What do we consider non-fiction? Obviously something that is not fiction, and is true, but does that mean it has to be old, boring, crusty, and fit nice and neat into the Dewey decimal system? I don’t think so, and obviously Art Spiegelman and Will Eisner don’t think so either. Eisner and Spiegelman took the idea of non-fiction books and turned it on its ear by adding “graphic novel” to the non-fiction genre. As Scott McCloud explained to us in Understanding Comics, a comic, or virtual sequential art can be defined "as art that is in pictures, it is the art of comics" (McCloud 5). In Art Spiegelman’s graphic novel Maus we are introduced to our narrator and his father, Vladek. Vladek is a survivor of the Holocaust and his son Art or Artie, is telling readers the story through discussions with his father. Maus also seems to serve a dual purpose for the author, it tells the horrific events of the Holocaust, from the perspective of those that lived through it (Vladek), but it also seems to serve as a sort of therapy for Spiegelman. Spiegelman takes the events of the Holocaust and makes them more palatable by portraying the different people as animals; mice represent Jewish people, the Germans are cats, and the people from Poland are pigs. By portraying characters like this, Spiegelman is embracing another concept of McCloud’s which is “amplification through simplification”.

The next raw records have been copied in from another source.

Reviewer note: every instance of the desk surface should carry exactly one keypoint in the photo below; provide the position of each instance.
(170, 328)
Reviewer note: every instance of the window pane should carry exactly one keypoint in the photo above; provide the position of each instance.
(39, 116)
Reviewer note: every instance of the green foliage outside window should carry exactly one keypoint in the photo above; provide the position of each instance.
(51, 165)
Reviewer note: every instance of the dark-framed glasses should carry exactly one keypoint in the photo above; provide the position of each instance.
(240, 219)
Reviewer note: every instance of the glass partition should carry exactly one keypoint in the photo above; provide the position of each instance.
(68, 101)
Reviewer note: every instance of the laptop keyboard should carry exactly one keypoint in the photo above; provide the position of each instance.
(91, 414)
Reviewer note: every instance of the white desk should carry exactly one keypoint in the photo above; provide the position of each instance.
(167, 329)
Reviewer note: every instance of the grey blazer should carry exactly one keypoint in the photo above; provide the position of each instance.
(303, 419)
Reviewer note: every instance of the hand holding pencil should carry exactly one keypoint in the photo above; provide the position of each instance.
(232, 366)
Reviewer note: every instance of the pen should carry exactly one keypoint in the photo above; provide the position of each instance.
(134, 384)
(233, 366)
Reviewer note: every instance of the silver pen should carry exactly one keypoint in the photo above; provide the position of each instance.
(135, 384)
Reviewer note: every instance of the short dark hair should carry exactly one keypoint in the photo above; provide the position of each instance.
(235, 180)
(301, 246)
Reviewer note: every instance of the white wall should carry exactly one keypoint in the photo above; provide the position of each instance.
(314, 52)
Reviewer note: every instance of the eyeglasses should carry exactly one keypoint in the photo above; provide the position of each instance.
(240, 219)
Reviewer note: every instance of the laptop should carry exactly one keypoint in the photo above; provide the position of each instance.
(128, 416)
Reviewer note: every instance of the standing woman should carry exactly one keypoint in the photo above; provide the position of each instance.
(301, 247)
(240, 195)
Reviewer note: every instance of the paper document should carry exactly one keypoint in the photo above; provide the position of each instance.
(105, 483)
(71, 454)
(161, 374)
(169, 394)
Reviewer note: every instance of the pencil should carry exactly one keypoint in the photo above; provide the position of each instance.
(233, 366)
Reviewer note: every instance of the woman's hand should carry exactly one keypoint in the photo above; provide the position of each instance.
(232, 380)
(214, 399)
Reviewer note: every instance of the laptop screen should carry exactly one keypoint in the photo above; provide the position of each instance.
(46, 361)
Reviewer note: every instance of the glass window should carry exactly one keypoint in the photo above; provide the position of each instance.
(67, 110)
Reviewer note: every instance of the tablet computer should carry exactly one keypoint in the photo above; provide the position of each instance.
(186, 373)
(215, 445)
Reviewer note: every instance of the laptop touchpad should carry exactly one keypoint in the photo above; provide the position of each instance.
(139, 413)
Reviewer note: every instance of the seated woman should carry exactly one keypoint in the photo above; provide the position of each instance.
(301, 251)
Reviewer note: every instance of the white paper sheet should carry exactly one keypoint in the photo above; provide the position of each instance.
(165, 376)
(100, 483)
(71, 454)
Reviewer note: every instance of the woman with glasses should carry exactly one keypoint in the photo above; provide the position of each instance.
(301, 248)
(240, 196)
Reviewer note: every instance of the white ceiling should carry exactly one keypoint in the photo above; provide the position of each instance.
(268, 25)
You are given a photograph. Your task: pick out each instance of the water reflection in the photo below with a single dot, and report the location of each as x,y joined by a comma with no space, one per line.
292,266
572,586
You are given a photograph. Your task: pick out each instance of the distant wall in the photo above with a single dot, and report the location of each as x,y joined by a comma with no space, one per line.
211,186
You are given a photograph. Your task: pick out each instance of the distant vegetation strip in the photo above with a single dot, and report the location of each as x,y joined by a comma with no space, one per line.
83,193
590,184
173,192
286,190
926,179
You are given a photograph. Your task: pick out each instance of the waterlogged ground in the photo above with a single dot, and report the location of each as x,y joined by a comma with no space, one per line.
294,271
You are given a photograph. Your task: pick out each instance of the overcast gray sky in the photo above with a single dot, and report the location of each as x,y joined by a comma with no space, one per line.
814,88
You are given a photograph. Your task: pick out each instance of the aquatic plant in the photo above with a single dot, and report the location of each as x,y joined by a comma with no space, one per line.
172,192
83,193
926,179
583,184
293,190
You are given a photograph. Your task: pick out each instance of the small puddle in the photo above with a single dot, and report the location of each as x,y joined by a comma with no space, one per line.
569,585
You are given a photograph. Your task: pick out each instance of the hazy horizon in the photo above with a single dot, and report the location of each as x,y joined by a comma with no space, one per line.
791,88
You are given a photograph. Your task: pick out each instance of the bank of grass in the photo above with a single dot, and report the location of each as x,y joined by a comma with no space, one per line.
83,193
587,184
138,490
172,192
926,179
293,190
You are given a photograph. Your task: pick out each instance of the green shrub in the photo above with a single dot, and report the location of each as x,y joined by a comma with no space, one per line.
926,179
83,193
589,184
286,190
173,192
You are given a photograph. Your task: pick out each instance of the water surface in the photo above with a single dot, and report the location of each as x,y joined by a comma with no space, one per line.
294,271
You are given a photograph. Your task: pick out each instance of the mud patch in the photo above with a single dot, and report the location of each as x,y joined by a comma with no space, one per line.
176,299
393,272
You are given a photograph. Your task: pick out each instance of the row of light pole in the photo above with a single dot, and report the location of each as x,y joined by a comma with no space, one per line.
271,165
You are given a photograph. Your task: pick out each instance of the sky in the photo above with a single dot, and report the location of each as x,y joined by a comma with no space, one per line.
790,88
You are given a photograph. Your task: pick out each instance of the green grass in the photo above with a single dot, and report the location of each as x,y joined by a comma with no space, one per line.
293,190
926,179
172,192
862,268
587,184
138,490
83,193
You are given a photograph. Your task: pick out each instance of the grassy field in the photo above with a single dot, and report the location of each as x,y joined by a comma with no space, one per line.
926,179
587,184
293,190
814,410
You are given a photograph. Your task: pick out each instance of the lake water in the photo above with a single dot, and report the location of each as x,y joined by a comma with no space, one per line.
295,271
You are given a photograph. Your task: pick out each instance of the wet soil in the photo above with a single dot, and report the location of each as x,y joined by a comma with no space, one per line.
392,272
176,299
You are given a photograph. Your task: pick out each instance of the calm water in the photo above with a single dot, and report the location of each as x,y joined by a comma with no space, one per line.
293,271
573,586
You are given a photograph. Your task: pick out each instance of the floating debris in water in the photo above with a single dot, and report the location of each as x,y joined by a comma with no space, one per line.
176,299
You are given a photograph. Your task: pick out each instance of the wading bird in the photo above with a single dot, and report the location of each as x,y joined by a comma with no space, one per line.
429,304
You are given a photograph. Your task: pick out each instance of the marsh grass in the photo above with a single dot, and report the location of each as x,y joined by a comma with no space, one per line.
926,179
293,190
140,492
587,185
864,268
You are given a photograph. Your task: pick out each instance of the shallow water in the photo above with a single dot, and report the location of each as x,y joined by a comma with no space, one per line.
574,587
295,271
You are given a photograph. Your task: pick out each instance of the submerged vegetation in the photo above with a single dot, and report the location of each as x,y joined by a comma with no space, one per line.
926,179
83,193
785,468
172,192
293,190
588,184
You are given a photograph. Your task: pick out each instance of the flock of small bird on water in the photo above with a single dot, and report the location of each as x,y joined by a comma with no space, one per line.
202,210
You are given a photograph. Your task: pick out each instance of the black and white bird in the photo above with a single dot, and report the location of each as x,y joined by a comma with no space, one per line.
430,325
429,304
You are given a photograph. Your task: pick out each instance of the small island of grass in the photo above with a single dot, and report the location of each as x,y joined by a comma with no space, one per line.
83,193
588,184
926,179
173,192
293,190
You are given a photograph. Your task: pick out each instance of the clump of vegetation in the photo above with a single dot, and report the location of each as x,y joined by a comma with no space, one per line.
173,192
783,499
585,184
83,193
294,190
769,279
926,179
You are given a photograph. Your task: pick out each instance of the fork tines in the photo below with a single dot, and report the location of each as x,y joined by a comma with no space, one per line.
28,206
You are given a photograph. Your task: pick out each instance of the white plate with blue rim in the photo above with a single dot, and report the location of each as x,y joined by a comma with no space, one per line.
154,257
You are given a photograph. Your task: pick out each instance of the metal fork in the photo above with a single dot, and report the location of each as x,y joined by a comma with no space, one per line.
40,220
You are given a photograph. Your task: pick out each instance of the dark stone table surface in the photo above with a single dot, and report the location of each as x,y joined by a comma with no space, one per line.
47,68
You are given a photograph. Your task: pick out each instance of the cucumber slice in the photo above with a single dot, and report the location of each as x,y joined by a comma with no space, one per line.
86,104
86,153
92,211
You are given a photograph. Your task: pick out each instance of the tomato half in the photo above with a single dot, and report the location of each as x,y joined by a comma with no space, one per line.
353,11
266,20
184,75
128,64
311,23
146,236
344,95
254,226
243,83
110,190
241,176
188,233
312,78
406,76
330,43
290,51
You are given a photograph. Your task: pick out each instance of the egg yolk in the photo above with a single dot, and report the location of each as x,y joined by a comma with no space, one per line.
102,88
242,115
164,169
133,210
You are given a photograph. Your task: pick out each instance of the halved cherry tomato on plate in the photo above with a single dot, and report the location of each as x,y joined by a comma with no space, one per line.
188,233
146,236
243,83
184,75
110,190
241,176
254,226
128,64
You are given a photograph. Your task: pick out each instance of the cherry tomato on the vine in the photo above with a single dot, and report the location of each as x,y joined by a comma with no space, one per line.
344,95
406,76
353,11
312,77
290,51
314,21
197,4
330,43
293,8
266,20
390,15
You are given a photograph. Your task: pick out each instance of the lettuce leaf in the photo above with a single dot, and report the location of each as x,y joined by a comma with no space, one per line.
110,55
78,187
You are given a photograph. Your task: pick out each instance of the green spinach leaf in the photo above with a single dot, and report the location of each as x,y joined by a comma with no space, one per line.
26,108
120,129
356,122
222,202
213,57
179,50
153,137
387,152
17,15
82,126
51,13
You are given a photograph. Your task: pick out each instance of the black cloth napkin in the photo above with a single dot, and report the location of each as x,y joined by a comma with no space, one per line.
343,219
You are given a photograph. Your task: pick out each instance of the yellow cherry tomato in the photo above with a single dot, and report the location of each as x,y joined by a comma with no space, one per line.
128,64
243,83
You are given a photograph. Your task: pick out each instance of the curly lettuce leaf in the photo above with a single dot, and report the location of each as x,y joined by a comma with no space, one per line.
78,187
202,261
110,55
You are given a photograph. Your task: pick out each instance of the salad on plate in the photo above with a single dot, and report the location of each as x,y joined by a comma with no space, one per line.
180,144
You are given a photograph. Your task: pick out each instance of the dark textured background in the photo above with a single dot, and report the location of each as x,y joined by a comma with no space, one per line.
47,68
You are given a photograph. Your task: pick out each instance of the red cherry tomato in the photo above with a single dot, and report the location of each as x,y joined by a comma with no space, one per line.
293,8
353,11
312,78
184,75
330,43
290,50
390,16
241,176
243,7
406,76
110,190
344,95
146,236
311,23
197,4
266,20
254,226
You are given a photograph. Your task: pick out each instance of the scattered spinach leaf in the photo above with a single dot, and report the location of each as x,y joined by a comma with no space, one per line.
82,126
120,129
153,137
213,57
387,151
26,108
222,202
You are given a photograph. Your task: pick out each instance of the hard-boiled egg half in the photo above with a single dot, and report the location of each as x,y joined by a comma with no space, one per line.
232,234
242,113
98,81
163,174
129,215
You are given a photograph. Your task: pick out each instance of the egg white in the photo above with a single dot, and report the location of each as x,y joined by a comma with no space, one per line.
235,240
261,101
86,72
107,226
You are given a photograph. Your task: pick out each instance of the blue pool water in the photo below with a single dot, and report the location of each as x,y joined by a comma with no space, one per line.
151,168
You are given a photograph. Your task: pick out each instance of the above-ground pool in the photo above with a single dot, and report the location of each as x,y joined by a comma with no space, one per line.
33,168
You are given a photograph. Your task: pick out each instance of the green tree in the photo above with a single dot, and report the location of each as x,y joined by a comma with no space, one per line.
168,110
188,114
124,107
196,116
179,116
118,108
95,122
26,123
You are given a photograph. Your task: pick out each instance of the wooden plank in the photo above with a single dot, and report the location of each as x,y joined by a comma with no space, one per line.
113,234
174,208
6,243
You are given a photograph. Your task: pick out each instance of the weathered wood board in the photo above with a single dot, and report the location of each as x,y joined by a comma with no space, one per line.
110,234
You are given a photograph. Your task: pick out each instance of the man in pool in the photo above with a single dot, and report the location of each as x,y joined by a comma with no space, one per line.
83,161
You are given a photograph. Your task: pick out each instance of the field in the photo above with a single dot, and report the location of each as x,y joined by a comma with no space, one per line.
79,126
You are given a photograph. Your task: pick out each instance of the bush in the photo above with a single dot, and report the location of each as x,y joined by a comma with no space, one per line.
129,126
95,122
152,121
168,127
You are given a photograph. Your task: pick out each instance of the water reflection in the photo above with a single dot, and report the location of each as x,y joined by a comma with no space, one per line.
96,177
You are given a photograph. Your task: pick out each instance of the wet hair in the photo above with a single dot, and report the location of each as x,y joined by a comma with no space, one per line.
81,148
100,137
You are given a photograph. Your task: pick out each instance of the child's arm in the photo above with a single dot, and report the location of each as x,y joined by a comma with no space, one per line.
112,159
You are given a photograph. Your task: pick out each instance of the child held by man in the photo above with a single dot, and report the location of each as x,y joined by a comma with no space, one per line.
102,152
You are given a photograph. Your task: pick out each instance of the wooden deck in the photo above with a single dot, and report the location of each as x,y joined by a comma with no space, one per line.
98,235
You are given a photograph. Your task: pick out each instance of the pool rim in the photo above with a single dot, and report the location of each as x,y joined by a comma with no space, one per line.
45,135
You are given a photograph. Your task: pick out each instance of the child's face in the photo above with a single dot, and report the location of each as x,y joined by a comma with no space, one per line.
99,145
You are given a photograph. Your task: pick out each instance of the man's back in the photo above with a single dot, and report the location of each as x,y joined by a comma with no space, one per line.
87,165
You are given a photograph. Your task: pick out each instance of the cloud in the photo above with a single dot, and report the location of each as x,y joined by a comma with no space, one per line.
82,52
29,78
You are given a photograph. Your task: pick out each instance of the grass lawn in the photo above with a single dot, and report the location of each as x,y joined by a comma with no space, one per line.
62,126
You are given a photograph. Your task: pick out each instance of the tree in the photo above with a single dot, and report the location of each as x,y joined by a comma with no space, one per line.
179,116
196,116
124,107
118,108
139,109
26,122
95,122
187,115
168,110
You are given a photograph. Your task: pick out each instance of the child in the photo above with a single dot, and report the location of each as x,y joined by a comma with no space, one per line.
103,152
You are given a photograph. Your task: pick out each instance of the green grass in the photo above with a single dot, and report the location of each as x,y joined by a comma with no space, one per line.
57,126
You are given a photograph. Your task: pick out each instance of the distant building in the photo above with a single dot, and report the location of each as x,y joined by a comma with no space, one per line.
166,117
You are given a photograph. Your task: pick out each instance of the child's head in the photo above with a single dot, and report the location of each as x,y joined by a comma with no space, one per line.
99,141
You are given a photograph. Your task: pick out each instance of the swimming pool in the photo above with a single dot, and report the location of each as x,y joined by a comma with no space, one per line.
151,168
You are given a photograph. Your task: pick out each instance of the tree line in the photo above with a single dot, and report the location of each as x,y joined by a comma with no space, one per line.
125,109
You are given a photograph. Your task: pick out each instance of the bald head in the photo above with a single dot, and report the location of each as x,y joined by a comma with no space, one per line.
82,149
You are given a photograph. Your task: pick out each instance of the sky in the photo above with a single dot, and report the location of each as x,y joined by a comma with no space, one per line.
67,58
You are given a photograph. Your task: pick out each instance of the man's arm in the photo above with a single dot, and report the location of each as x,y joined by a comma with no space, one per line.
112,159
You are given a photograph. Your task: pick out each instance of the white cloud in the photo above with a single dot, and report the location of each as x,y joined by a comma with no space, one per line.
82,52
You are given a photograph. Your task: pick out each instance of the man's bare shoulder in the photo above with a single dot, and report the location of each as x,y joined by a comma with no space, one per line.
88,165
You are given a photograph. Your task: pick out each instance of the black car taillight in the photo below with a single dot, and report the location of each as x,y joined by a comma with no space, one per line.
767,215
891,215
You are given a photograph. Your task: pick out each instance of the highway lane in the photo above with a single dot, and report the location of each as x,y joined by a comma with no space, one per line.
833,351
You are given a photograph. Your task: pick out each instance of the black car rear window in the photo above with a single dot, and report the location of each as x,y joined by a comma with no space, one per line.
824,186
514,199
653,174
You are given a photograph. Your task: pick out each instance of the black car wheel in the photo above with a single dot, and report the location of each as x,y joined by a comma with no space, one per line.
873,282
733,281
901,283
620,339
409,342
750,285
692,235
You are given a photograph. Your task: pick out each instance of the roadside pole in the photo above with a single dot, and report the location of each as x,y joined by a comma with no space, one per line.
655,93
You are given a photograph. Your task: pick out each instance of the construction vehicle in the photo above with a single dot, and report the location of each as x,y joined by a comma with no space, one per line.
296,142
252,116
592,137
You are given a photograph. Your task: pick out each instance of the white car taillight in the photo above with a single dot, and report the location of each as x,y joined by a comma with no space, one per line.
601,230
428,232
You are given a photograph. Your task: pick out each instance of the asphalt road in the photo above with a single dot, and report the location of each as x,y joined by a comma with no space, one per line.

I do not think that calling Will Eisner’s Contract with God and Art Spiegelman’s Maus a non-fiction graphic novel a misnomer. Why can we have the historical fiction genre, which is an author writing a story set in a specific time period and might borrow true characteristics, events or people of the time period, and not non-fiction graphic novels? One of the reviews I read for Maus defended the idea of Spiegelman writing about his father’s experiences during World War II and Hitler’s “reign” in Europe and making it a comic (graphic novel). By covering the events of the Holocaust in this way, is gives readers a distorted reality; the events portrayed, while true obviously were not carried out by cats, mice, and pigs.

The only thing that non-fiction absolutely has to be, is true, and Art Spiegelman embraces that idea with Maus and succeeds in giving readers a first-hand account of the Holocaust, but in a more tolerable format, and that format is comics. Just because something is told in the form of pictures doesn’t make it any less true, if this were true then why do historians hold hieroglyphics and cave-paintings in such high esteem? I’m pretty sure Scott McCloud makes the same point, the art style has changed, but that doesn’t mean the storytelling has.